O que Hannah Arendt sabia sobre o amor

A célebre pensadora escreveu um dia que o amor era a mais anti-política das forças - mas também acreditava que tinha o poder de mudar o mundo.

Por Peter Salmon


Hannah Arendt dizia que não era filósofa, por uma série de razões, entre as quais o fracasso da filosofia em se precaver contra os tempos políticos em que se viu atirada, e o fracasso moral de muitos dos filósofos com quem trabalhou e estudou. No entanto, se ela é -como afirmam- uma das maiores do século XX, o que é fundamental para o seu brilho é precisamente que, para ela, o que estava em jogo na sua obra era o humano e o que significava.
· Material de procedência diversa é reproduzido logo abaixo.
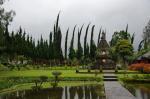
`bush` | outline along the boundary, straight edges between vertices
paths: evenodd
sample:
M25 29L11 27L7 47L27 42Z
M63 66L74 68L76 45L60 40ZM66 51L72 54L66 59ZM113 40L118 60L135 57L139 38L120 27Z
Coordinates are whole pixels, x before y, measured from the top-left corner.
M129 70L140 71L142 73L150 73L150 64L136 63L129 66Z

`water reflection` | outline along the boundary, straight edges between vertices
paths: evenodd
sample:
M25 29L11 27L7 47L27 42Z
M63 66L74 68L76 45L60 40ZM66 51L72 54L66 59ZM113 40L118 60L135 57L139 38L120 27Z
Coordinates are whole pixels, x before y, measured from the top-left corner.
M126 87L137 99L150 99L150 85L126 85Z
M98 91L98 92L97 92ZM0 99L104 99L100 94L101 86L74 86L42 89L39 91L24 90L0 96Z

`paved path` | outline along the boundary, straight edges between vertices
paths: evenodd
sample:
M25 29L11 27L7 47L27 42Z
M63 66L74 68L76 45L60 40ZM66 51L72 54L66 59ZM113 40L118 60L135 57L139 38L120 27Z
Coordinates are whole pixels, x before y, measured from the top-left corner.
M104 74L104 77L115 77L115 74ZM106 99L136 99L118 81L104 81Z

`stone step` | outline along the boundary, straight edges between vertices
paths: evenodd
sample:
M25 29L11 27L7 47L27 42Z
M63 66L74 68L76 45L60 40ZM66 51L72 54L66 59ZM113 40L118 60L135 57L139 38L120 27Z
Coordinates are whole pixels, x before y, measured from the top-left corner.
M117 78L104 78L104 81L118 81Z

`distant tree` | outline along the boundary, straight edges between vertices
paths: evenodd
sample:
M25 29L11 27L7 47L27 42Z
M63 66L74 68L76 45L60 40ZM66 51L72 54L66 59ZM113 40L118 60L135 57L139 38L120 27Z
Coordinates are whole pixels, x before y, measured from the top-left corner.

Como Samantha Rose Hill aponta, em Hannah Arendt, mesmo em obras como, 'As Origens do Totalitarismo' - bestseller da era Trump - o político é invariavelmente trazido de volta ao pessoal.

Nascida
 em Hanover em 1906, Arendt estudou filosofia em Marburg de 1924 a 26 sob a direcção de Martin Heidegger, com quem teve um famoso caso. (...) Não se deve dizer que a influência de Heidegger sobre o pensamento de Arendt foi decisiva - uma inteligência como a dela teria, sem dúvida, florescido em várias direcções - mas num aspecto foi fulcral. 

Em 1920, Heidegger tinha dado uma palestra sobre Santo Agostinho; em 1929, Arendt apresentaria a sua tese de doutoramento e a sua primeira obra em livro, "Sobre o conceito de amor no pensamento de Santo Agostinho". Introduziu alguns dos temas mais profundos do seu trabalho posterior.

Nos vários conceitos de amor de Santo Agostinho - pelo próximo, por Deus - o eu revela-se e define-se a si próprio, entregando-se ao outro. O eu não é uma "coisa" que existe no mundo como outras "coisas", como cadeiras ou árvores, ou mesmo cores ou sons. Pelo contrário, é um processo interminável de se tornar. 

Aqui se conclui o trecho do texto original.